Разгоряченные и веселые гренадеры Фанагорийского полка принялись было рассказывать друг другу свои впечатления от боя, но вдруг услышали дивизионных трубачей, выдувавших сигнал "Общий сбор". Хастатов тотчас закричал:
— Гренадеры! К месту сбора бегом марш! Чтоб были первыми там, сукины дети!
И побежал к трубачам, постоянно оглядываясь.
Что поделать, надо бежать. Потрусил вперед Пахом, порысили его товарищи, а Мишу угораздило обронить патронную сумку, и потому он догонял свой взвод галопом.
Когда дивизия наскоро построилась, перед ее фронтом появился на коне пожилой, щуплый, но энергичный офицер с узнаваемым хохолком на непокрытой голове ("Суворов!" прошелестел говорок над рядами) и бодро зачастил:
— Ребятушки! Вы снова доказали туркам, что все как один являетесь чудо-богатырями и развеяли корпус Сойтар-паши по ветру — будто его и не было! Но сделали мы сегодня лишь полдела. Слышите гром орудий, треск ружей и вой к востоку от нас? То основные силы турок атакуют наших союзников, австрийцев. Мы выручили их недавно у Фокшан, выручим, я уверен, и сегодня. Поэтому я прошу: соберите все свои силы и направьте их против новой гурьбы турок. Знайте: эти турки ничем не сильнее тех, что вы побили только что у Тырго-Кукули. Так вперед, детоньки мои, к новой победе!
— Ура-а! — вырвался из солдатских глоток русский военный клич. После чего офицеры стали выстраивать свои части для атаки.
Миша смотрел на солдат с совершенно новым для него чувством. Полчаса назад их остервенело пытались убить и некоторых их товарищей действительно убили или изувечили. Они едва вывернулись из-под чудовищного стресса, начали радоваться жизни и вдруг их обязали вновь идти в объятья смерти. Большая часть Мишиных современников затосковала бы и стала искать пути к уклонению от реально жуткой опасности, а эти молодцы только вновь стали деловиты и подтянуты.

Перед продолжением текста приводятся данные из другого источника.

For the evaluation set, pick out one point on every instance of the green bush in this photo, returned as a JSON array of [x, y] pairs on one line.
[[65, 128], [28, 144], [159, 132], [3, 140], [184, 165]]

И потому в Мишиной душе зародилось восхищение давними предками и гордость за свою нынешнюю принадлежность к этому великолепному сообществу.
Все пошло по второму кругу: образование двух линий каре, мерный ход пехоты к деревне (на этот раз к Боксе), атаки турецкой конницы, контратаки русско-австрийской кавалерии, обстрел со стороны турецкой батареи и ответ наших артиллеристов. Русские пушкари в этот раз так метко пристрелялись, что вынудили турок перетаскивать орудия на новую позицию. Однако каре в отсутствие кавалерийских наскоков быстро перестроились в несколько колонн, которые бросились бегом в атаку на окраину деревни и окончательно выбили турецких артиллеристов и охранявших их янычар из редутов. Толпы деморализованных турок побежали к лесу Крынгу-Мейлор или к переправе через Рымник у села Маринешти. А суворовская дивизия миновала деревню и сомкнулась, наконец, с правым флангом австрийских войск.
Здесь был объявлен отдых, который присовокупили к обеду. Впрочем, какой там обед: погрызли сухарей, запили их водой из фляжек и все. Но гренадеры вновь повеселели и в этот раз успели поговорить, причем Пахом счел нужным похвалить Емельяна: за проворство, меткость и выручку в бою. Миша невольно заулыбался, хоть и понял, что был похвален как бы впрок, педагогически.
Долго рассиживаться солдатам не дали: от Кобурга прискакал наш порученец и через пять минут от егерского каре, облюбованного Суворовым, побежали к своим частям офицеры: поднимать их в новую атаку, на основной укрепленный лагерь войска Юсуф-паши, великого визиря. Основной удар (в центр позиции) наносил корпус Кобурга численностью в 18 тысяч бойцов, а дивизия Суворова двинулась вдоль ретраншамента, опоясывающего лагерь. Противостояло союзникам в этот раз около 40 тысяч турок. Шли русские за пределами досягаемости ядер и потому особого противодействия пока не встречали: ну, налетали на каре периодически спаги и отлетали обратно. Миша, как и все, недоумевал: чего Суворов выискивает в турецкой позиции?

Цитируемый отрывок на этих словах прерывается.